Kernel Benchmarking Results - Zen, cacULE, TKG, BORE

By boot time I don't mean boot itself but you know that bar that loads before the login screen? That's like twice the speed for me as opposed to other kernel's.

Damn just an hour? That's the dream​:joy:

Oh, huh, I don't have a loading bar at login, but I do use the GNOME edition. GDM's behavior might just be a tad different, not sure on this.

Optimally, anyway. I could slim it down wayyy more if I took a couple days and some careful intentionality to build a modprobedb. If I keep doing this kernel nonsense for much longer I will, but for now I think it's worth testing the default monoliths without having to dig through kernel messages to troubleshoot some bizarre issue because I didn't load some specific module I didn't catch.
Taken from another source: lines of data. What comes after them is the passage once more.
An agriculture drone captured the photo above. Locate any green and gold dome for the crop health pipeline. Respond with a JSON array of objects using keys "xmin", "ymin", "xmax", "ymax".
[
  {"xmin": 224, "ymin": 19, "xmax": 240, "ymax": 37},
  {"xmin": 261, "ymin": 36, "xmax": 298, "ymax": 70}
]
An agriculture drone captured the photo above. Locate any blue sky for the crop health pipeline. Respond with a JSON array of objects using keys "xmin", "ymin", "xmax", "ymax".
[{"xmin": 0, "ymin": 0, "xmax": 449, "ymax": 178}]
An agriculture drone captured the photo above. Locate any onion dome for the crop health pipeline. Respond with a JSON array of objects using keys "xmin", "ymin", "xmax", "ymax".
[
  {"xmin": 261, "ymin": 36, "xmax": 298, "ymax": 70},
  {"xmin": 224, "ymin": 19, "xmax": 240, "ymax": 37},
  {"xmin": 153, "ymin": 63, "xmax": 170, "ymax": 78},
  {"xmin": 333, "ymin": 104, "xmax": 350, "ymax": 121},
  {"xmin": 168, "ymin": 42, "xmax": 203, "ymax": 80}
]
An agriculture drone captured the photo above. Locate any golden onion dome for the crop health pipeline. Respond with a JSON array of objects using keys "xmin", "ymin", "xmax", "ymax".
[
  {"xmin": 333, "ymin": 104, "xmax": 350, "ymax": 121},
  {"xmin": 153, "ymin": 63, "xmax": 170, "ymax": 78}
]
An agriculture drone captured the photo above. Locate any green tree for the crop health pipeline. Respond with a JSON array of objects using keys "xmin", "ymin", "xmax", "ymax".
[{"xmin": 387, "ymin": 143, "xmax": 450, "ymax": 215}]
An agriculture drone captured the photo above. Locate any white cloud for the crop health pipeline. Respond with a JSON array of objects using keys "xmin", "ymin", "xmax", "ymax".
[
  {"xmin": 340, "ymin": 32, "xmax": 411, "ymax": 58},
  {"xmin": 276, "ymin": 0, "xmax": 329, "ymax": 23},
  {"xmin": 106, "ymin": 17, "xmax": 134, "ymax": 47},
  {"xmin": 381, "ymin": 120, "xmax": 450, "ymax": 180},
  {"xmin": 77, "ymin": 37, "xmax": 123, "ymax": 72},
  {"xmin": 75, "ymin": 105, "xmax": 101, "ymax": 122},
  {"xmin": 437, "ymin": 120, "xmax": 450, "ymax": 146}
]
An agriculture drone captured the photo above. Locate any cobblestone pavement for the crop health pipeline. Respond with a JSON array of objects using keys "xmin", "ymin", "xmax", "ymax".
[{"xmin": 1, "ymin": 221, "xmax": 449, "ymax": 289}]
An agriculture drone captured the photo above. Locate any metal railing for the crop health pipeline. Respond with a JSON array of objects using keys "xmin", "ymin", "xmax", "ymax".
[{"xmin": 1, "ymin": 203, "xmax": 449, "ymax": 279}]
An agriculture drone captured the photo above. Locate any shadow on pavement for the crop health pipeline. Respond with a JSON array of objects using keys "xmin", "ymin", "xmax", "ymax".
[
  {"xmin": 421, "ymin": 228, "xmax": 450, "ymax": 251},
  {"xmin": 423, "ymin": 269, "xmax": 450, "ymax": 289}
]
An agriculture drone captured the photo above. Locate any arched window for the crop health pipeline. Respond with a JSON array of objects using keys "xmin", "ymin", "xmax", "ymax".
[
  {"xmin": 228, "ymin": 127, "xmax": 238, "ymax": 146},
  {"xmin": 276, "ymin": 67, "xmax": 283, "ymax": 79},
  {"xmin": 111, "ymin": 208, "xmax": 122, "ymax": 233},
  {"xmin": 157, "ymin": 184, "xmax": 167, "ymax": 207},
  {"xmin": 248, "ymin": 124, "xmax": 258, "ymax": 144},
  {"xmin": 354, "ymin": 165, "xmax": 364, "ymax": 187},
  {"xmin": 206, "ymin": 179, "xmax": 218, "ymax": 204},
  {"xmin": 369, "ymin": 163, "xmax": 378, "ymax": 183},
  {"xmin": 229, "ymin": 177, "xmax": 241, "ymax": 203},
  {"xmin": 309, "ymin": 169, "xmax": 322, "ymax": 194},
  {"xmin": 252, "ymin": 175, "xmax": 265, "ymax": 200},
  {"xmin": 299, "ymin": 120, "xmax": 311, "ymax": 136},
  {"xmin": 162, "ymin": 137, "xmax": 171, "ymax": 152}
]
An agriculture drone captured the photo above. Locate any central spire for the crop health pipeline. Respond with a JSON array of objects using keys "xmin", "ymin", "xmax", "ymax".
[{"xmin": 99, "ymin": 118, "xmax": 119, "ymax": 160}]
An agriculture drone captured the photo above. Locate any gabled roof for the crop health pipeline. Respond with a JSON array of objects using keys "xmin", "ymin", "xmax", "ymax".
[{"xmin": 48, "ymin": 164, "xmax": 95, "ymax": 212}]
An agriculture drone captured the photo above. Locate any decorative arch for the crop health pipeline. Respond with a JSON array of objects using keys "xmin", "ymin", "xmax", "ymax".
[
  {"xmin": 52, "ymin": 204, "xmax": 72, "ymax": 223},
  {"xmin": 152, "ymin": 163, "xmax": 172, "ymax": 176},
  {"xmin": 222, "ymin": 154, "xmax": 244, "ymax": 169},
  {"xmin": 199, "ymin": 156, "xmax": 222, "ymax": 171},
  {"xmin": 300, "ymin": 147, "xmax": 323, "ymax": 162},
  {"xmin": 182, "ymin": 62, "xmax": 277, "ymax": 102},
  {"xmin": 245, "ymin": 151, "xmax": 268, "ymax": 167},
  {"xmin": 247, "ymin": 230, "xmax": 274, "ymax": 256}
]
So, small update on this. I just installed the linux-bore kernel available from the chaotic AUR that shows up in the Garuda Settings Manager. It's still on 5.16.16-1, but I wanted to give the prebuilt a shot before I sent it on a full build. Somewhat bizarrely, it doesn't seem to load the driver/module for my wireless card? Unfortunately, geekbench needs an internet connection, so I wasn't able to benchmark it at all and didn't have any other tools installed. I would put some effort into troubleshooting this but I won't have time until later, at which point I may as well just build my own on the current stable.

@dr460nf1r3 thought I'd mention you on this just in case it's something that requires any attention. If you want me to investigate like I do and make a real post let me know!

So yeah, no linux-bore yet, but my other progress continues. Went ahead and removed my AUR-built cacULE since the chaotic version got updated in line with the current stable and it was benchmarking better than my own build. Plus, I was using the chaotic version anyway for my first longer-use evaluation. Bit less unscientific, applying the update midway through the eval, so I may check if anything changed with the bump.

With more "normal load" use on cacULE, the sense that it really is perceptibly quicker and more responsive is growing, but :person_shrugging:

2 Likes

I am trying out Linux garuda-iMac 5.17.3-3-cachyos-bore since yesterday. So far, real steady as far as my core loads. Very consistent and steadier than normal according to my core graphs/charts. It sure does feel snappy(er) :wink: and for sure more steady as I watch my core loads with all my normal-use apps I keep open. I've had none/nada/zilch pauses (I used to get very slight pauses when the system would load up) on this cachyos-bore, at all.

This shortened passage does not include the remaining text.